Thursday, April 15, 2010

An Actual April Reading @ The Raven

DIANE GLANCY is professor emeritus at Macalester College. She was the 2008-09 Visiting Richard Thomas Professor of Creative Writing at Kenyon College. Her most recent books are The Reasons for Crows, A Novel of Kateri Tekakwitha (SUNY) and Pushing the Bear: After the Trail of Tears (University of Oklahoma Press). Forthcoming books are The Dream of a Broken Field, essays (University of Nebraska Press), and Stories of the Driven World (Mammoth Press, Lawrence, KS). She currently is working on an independent film, The Dome of Heaven, with Through a Glass, also in Lawrence. More information about the film is on her website, www.dianeglancy.com. She lives in Prairie Village, Kansas.

Karl Gartung was born in Liberal, Kansas. In 1976 he was hired to run a small press bookstore (Boox, Inc.) in Milwaukee, Wisconsin. He says this was the beginning of his serious apprenticeship to contemporary literature. In 1979 he co-founded Woodland Pattern Book Center with Karl Young and Anne Kingsbury. At Woodland Pattern, where he retains the title of Artistic Director, he has been involved in the planning and presentation of hundreds of poetry readings, music performances, and art and book exhibits.

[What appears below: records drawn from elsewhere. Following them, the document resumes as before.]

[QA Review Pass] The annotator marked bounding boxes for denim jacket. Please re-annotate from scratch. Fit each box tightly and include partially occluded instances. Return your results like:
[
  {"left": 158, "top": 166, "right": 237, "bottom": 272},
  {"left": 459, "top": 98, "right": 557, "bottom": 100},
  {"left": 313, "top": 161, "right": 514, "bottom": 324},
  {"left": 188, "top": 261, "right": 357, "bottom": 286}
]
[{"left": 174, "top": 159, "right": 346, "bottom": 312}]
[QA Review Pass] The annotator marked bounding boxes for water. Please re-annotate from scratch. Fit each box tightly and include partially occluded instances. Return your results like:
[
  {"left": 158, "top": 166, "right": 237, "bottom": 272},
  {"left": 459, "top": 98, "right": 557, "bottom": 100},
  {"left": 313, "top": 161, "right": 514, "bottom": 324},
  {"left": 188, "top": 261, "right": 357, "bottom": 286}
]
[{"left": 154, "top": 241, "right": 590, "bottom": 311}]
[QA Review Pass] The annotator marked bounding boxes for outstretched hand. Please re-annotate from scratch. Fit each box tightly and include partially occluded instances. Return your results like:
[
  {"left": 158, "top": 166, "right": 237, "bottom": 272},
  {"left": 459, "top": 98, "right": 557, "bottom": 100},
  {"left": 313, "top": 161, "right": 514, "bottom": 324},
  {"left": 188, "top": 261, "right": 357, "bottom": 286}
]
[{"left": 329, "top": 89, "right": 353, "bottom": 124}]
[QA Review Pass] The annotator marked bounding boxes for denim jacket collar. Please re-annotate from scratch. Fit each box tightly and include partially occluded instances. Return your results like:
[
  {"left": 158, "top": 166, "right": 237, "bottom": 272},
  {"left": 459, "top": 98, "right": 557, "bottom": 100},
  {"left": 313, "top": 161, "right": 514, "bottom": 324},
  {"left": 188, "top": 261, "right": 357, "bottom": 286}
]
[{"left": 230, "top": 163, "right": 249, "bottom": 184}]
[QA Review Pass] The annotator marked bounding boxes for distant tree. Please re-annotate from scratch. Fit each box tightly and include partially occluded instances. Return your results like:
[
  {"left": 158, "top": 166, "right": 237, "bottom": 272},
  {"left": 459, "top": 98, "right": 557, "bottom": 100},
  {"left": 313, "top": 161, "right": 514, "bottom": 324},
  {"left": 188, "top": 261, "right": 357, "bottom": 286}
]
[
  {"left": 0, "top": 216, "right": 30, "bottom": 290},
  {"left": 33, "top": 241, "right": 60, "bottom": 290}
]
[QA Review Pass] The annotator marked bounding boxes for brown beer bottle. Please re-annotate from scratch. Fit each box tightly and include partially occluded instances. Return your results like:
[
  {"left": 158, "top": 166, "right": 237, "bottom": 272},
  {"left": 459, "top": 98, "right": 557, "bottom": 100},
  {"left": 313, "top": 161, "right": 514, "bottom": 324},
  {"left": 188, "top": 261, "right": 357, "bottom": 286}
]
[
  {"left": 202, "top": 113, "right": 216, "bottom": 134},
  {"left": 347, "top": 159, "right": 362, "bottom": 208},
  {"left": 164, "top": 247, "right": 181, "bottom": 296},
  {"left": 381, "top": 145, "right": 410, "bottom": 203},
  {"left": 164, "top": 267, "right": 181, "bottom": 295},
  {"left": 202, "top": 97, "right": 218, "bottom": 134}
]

He has always felt that such activities are as centrally artistic as writing or publishing could have be. These events were (and are) his education. In order to provide the income necessary to see the Book Center through inevitable funding droughts, he took a day job as a truck driver at what has become UPS Cartage Services. He calls this his deal with the devil. After several layoffs, Gartung helped organize his workplace into the Teamsters Union in 1993, and has served as a union steward from the ratification of the first contract to the present. Representing others on the job became a new and satisfying field of work, leading inevitably to more material for writing. He is a reader and writer with deep ethical commitment, vision, and a particular enthusiasm for poetry and visual work in outside traditions. His own work was changed irretrievably by Paul Metcalf, Dick Higgins, Karl Young, and Jerome Rothenberg. Karl’s work has appeared in 26, Five Fingers Review, Convergence, Croton Bug, Convoy Dispatch, and was featured along with Karl Young and Morgan Gibson in a special issue of Gam: Roots of Experimental Writing in Milwaukee. His first full length book of poetry, Now That Memory Has Become So Important, was published in 2008 by Midwestern Writers Publishing House.